Until recently, the 40mm grenade launcher was almost exclusively dominated by the M203. With the recent adoption of the Heckler & Koch M320 by the US Army, a look back at HK’s legacy 40mm systems is in order. First designed in the late 1950’s, the 40mm grenade system was a stopgap system to bridge the distance between grenades thrown by hand, and the employment of light mortars. Hand grenades are limited by the distance infantryman can throw the grenade, typically around 25 meters. A mortar is capable of dropping rounds as close as 60 meters from the firing position, but the weight of the system and ammunition present logistical and load bearing issues for light infantry. Clearly, a smaller and lighter weapon system was needed to bridge the gap. Enter the 40mm grenade.
The HK69 grenade launcher is a standalone, single-shot, shoulder-fired, breech-loaded weapon. The receiver incorporates the barrel assembly, firing system, and trigger mechanism. Configured with a rifled barrel, the barrel is hinged at the front of the receiver and rotates upward and away from the receiver, much like an over/under shotgun. Like a shotgun, the oversized latch to the rear of the receiver and what appears to be the weapon’s hammer, are actually the barrel release mechanism. By pushing the barrel release latch to the rear, the barrel unlocks from the receiver, and springs open under spring tension. The system lacks an ejector because one is not needed; the additional engineering and weight were deemed unnecessary for a single-shot weapon. Instead, the barrel breech is cut to allow the user to pull the spent cartridge from the breech of the barrel. This design element has continued throughout the HK 40mm system design, and can still be seen within the current M320 design.

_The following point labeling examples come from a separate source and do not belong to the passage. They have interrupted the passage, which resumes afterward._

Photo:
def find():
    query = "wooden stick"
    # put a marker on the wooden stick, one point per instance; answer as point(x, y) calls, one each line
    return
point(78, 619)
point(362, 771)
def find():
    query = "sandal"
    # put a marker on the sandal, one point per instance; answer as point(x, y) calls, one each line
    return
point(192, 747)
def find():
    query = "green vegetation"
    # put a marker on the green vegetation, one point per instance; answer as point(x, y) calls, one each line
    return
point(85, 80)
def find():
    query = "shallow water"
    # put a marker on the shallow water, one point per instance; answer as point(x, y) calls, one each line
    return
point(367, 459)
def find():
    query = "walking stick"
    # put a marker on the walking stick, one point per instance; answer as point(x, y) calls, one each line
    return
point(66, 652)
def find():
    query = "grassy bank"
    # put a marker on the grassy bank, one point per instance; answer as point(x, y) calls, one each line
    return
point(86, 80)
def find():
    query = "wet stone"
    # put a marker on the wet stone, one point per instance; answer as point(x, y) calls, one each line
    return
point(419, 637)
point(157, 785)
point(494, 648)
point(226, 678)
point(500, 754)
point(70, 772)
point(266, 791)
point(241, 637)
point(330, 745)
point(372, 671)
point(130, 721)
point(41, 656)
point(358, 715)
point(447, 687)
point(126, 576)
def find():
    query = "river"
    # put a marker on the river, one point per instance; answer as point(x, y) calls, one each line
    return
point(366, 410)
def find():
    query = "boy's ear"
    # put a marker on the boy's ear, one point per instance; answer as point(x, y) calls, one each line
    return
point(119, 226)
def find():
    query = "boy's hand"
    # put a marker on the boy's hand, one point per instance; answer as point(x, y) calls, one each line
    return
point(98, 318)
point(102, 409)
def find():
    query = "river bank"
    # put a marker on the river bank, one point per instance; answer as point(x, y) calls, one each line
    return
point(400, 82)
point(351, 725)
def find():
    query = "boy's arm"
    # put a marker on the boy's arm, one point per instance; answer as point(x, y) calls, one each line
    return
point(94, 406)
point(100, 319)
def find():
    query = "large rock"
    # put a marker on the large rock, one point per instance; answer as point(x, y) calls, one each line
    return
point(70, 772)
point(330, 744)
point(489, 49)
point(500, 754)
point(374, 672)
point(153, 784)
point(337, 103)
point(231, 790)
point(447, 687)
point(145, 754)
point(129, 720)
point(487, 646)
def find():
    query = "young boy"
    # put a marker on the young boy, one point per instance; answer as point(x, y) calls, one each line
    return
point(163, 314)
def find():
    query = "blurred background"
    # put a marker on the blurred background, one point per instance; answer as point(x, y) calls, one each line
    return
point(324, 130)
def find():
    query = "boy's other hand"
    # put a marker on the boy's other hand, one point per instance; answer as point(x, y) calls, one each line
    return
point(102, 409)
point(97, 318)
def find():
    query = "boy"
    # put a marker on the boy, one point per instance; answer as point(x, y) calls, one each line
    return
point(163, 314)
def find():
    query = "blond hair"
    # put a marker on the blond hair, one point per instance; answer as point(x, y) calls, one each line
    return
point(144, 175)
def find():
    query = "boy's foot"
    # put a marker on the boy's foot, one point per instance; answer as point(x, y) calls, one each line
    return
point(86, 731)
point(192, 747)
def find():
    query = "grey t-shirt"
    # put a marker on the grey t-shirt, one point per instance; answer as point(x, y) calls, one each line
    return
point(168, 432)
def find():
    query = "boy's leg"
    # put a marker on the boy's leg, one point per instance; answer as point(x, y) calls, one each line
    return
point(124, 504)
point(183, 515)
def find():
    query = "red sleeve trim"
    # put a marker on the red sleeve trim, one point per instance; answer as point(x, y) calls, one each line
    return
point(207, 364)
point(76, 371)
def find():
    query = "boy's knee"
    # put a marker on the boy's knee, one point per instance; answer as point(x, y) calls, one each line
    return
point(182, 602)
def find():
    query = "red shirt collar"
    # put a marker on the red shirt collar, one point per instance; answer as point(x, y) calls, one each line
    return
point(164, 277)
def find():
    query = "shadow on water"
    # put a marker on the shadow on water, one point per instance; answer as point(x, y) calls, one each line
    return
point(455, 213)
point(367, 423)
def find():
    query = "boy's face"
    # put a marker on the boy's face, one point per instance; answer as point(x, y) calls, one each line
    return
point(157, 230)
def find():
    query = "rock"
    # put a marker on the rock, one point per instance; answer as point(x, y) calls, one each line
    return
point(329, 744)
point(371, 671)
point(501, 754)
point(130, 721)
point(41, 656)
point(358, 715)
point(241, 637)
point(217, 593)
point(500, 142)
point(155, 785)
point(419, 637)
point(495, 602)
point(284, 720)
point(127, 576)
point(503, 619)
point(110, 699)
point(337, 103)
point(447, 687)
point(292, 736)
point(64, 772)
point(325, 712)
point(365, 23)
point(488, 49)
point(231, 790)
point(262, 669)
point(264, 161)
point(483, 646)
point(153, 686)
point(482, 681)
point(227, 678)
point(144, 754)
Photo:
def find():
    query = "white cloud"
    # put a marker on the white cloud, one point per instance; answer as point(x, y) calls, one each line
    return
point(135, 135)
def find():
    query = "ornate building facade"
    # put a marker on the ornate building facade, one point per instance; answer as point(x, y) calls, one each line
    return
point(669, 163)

Weighing in at 5.75 pounds, the HK69 distinguished itself from the XM148 and the M203 in that it utilized a break action, similar to a shotgun. This design proved to be fruitful, and lived on as one of the most useful designs in 40mm systems. The M203 was limited to a round that is approximately 5.25 inches in length. If the round was any longer in length, the M203 receiver would interfere with the loading of the 40mm round in the M203 barrel. Not so with the HK69. Unlike the M203, the HK69 has no issue accepting oversized 40mm rounds. The barrel is not obstructed by the receiver, allowing the barrel to swing upward and away from the receiver. This design element has also continued to the present, and can be seen with slight variation within HK’s M320 weapon platform.